9 ways I keep my Testosterone Levels High – Test of Time

9 Ways I Keep my Testosterone Levels High - Test of Time

Introduction

I began testing my testosterone levels a couple of months after starting with ketosis (the metabolic state where fat becomes the primary source of energy). It was March 2014 and my levels ~400 ng/dL. That’s average to low for a person my age.

I suspect my pre-ketosis levels were even lower because from what I’ve researched, if well-formulated, a ketogenic diet can improve testosterone levels.
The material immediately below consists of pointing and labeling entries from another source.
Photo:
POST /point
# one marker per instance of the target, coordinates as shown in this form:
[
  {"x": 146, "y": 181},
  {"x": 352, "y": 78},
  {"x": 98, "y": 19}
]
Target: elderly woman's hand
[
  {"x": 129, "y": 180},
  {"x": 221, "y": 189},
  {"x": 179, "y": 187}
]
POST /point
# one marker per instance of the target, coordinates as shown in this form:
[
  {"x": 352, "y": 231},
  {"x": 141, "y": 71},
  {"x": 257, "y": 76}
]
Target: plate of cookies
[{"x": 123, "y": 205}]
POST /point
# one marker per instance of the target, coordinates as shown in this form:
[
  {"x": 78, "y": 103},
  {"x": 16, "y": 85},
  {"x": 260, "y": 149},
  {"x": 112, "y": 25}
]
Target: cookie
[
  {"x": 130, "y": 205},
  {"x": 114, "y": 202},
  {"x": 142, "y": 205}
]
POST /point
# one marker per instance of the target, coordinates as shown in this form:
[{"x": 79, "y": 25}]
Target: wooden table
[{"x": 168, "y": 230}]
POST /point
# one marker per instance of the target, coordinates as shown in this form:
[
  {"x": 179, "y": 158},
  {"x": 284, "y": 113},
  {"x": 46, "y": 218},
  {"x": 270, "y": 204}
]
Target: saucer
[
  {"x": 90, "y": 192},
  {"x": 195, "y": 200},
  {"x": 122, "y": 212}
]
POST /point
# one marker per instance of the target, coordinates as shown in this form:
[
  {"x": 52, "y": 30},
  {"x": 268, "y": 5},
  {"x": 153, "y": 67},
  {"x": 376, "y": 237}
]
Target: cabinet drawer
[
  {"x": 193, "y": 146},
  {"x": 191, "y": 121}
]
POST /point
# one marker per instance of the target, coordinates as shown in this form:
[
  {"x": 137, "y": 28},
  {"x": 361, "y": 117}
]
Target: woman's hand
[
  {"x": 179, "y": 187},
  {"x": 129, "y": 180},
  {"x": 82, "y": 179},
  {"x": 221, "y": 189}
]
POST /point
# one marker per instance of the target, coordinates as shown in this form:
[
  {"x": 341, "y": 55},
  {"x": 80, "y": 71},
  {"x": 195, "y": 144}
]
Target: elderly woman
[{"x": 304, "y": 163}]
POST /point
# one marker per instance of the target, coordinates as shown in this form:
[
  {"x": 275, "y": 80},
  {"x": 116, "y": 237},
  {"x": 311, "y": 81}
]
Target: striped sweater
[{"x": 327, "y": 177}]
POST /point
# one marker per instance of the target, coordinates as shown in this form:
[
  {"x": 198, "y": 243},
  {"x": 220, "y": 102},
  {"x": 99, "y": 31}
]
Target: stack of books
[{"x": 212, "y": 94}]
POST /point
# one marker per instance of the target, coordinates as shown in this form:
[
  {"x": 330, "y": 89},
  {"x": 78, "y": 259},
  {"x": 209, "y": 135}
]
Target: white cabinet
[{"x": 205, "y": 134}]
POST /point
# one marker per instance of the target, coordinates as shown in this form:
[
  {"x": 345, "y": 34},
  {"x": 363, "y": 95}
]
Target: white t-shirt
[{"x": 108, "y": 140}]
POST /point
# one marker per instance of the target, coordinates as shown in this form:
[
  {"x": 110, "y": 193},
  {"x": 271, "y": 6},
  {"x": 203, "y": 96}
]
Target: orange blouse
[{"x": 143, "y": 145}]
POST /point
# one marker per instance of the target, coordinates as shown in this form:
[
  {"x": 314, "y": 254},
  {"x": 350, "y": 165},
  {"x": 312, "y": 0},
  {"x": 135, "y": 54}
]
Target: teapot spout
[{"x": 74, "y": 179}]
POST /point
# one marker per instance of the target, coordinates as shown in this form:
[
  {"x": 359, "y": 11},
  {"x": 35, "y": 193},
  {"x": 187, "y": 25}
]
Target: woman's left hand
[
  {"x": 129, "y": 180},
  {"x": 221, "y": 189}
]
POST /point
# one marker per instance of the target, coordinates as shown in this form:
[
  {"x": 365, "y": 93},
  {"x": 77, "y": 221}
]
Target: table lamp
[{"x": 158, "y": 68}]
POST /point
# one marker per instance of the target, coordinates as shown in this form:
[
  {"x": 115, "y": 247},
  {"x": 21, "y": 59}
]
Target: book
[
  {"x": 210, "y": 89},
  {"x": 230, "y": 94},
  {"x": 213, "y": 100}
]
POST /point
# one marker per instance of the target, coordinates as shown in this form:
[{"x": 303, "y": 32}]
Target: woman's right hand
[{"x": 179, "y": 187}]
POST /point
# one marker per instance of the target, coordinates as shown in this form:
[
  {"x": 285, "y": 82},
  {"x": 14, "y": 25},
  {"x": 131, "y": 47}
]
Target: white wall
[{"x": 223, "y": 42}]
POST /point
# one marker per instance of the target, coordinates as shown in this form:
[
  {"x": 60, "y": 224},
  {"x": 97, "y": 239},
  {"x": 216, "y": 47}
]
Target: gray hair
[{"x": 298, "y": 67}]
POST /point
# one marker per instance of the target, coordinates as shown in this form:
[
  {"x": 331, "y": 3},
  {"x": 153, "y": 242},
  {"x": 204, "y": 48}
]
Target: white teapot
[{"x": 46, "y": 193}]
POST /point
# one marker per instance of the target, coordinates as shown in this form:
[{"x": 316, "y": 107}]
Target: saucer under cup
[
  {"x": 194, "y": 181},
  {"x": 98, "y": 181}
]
In a matter of months, I’ve been able to raise my levels to ~ 850ng/dL and they’ve been mostly constant ever since. See more here.

I wrote about this experiment in detail in my book T-R(x) – The Testosterone Protocol, but I want to re-emphasize the 9 major interventions I made to improve my T levels.

9 Strategies I use to Keep my T Levels High

Sadly, over the last few decades there’s been a declining trend in testosterone levels in men, and this is not due to the aging process. See these resources for a more in-depth view. A more simple way to know what we’re dealing with is to do this: whenever you’re in a public location, try to spot men that do not have bellies. Can you? Abdominal fat has been shown numerous times to be inversely correlated with T levels. I’ve discussed the mechanisms of this in the book.

  1. Well formulated Very-Low-Carb-Low-Calorie-Ketogenic nutrition (without carb-loading)

It should be self-explicative. Ever since I started with ketosis in Sept. 2013, I purposed to maintain this state constantly. The benefits of keto-adaptation have made me become addicted to this ketosis. Carb-loading would kick me out of ketosis. Besides, I don’t need it.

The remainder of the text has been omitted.